Era ormai ora di scena quando il suo aereo atterrò. Dave stava per uscire dal terminal e prendere un taxi, quando tornò sui suoi passi. Stava morendo di fame. Turbato dalla proposta e dalla reazione di Kurt, non aveva toccato nessuno degli spuntini che le hostess gli aveva proposto e sapeva di che, nel suo appartamento, avrebbe trovato un frigorifero vuoto ad aspettarlo.
Si guardò intorno e avvistò un ristorante in cui si ricordava di essere già stato con il suo migliore amico, Blaine, che a volte lo accompagnava. Entrò e si sedette al banco, ordinando un’insalata con pollo – aveva preso l’abitudine di mangiar sano da Kurt – e un bicchiere di vino bianco. Dopo che il cameriere ebbe preso nota della sua ordinazione, si avviò verso i bagni e compose il numero di Kurt. Nessuna riposta. Sicuramente non gli voleva parlare. Non che ci fosse da stupirsi.
Ma non si era pentito di aver reagito in quel modo. La proposta di Kurt era saltata fuori dal nulla, tanto più che la carriera di entrambi era praticamente solo agli inizi. E non erano nemmeno sposati. La verità era che non si sentiva ancora pronto. Era già stupito di essersi meritato l’amore di Kurt, fino a quel giorno non aveva osato chiedere di più. Non voleva sfidare il destino che già gli aveva donato tanto. Non era questione di mancanza d’amore. Questo sperava che fosse chiaro anche a Kurt. Lo amava tanto. Aveva amore da vendere. Solo aveva una paura matta.
Ma questo era un discorso che Kurt non voleva assolutamente intendere.
Tornato al banco, finì di mangiare ed ordinò un caffè.
Era nervoso e nella tasca della giacca sentiva il peso del pacchetto di sigarette comprato quella mattina. Inutile dire che non resistette alla tentazione di fumarne una. Certo, avrebbe dovuto smettere di fumare, come Kurt e Blaine non mancavano mai di fargli notare. Uno era un salutista, l’altro un medico. Dave era praticamente incastrato. Ma nessuno dei due poteva tenerlo d’occhio 24 ore su 24.

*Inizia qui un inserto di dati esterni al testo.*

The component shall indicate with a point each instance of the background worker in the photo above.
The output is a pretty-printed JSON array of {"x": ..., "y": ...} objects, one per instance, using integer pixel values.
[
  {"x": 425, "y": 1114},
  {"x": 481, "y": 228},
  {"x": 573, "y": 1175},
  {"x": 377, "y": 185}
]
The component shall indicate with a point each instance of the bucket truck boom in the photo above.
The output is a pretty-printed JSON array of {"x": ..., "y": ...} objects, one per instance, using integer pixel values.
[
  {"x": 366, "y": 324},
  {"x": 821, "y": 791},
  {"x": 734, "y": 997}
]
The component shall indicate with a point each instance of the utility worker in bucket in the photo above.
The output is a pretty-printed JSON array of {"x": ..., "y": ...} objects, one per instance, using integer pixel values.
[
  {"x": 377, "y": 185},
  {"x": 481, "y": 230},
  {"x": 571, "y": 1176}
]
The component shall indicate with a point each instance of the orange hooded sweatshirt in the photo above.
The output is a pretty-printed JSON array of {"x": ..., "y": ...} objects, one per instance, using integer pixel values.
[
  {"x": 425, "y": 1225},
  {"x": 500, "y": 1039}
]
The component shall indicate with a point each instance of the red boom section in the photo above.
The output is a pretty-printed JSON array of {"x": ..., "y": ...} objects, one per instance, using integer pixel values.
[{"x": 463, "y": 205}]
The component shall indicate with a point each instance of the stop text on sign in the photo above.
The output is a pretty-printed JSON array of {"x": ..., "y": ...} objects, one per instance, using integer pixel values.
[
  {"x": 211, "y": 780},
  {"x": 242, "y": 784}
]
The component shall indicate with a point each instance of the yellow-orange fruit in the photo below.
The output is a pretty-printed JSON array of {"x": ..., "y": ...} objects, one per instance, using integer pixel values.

Smetterò presto, ma non stasera, pensò aspirando il fumo. Si sentiva troppo depresso per imporsi un sacrificio del genere.
Il suo sguardo vagava per il ristorante, ma di colpo si fermò a fissare la vetrata che dava verso l’aeroporto.

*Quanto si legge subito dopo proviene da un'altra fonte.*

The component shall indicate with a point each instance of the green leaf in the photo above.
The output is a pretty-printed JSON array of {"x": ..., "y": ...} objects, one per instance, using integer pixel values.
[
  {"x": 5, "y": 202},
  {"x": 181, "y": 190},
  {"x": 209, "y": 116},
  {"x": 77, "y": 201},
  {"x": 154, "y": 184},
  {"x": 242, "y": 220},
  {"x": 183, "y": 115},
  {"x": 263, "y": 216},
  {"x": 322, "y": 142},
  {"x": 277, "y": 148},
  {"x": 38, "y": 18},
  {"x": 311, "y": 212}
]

Scorse un uomo che – vestito solo con un pigiama – sembrava scrutarlo con estrema attenzione.
Strinse gli occhi per guardarlo meglio. L’uomo era sicuramente sulla sessantina, un’aria ancora atletica – sebbene non l’avrebbe mai definito magro –, una barba incolta e leggermente brizzolato. Dave aggrottò la fronte. Cosa ci faceva un uomo scalzo, in pigiama, nel terminal dell’aeroporto?
Non erano sicuramente affari suoi, ma qualcosa lo spinse ad alzarsi e ad uscire. Quell’uomo aveva l’aria smarrita, quasi si fosse ritrovato lì di colpo, per caso.

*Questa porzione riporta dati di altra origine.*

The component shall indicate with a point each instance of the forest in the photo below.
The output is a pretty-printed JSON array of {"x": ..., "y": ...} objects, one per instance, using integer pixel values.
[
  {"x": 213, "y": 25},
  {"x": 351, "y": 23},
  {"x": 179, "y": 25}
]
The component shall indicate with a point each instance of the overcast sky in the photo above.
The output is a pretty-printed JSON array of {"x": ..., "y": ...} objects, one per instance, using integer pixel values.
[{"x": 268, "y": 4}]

Chi era quell’individuo? Forse un paziente scappato da qualche istituto?
Quando fu a meno di tre metri di distanza, comprese finalmente quale fosse il motivo per cui quella visione l’avesse così tanto turbato. Quell’uomo somigliava spaventosamente a suo padre Paul, morto cinque anni prima per un cancro al pancreas.
Fece ancora qualche passo verso di lui. Da vicino la somiglianza era ancora più stupefacente: la stessa forma del viso, lo stesso neo che lui aveva ereditato.
E se fosse davvero lui? Ma no, che sciocchezze. Paul era morto. E sepolto. Aveva assistito al funerale. Aveva pure pianto. E Kurt gli aveva tenuto la mano per tutto il tempo.
”Posso aiutarla?”, disse.
L’uomo indietreggiò, il turbamento che aveva provato Dave si rispecchiava anche in lui.
”Dave…”, mormorò finalmente l’altro.
Come faceva a conoscere il suo nome? E quella voce!
Dire che tra Dave e suo padre non fosse mai scorso buon sangue, era un eufemismo; ma ora che il padre era morto, lui rimpiangeva di non essersi aperto prima con lui. Di non essersi fatto capire da quell’uomo che tante volte aveva provato a penetrare il suo guscio, invano. Dave non si era mai sentito così inebetito.
Prima di rendersi conto dell’assurdità di quello che stava per dire, una domanda gli sfuggì dalle labbra:
”Sei tu papà?”
”No, Dave, non sono tuo padre”
Quella risposta non fece altro che turbare Dave ancora di più.
”Ma allora lei chi è?”
L’uomo si avvicinò a lui e gli posò una mano sulla spalla. Con un’espressione che tante volte aveva visto guardandosi allo specchio, finalmente parlò di nuovo:
”Io sono te, Dave”
Dave si irrigidì, incapace di muovere un passo o formulare una frase di senso compiuto.
”Sono te fra trent’anni”
L’uomo fece per aggiungere qualcosa, ma un fiotto di sangue iniziò a colargli dal naso.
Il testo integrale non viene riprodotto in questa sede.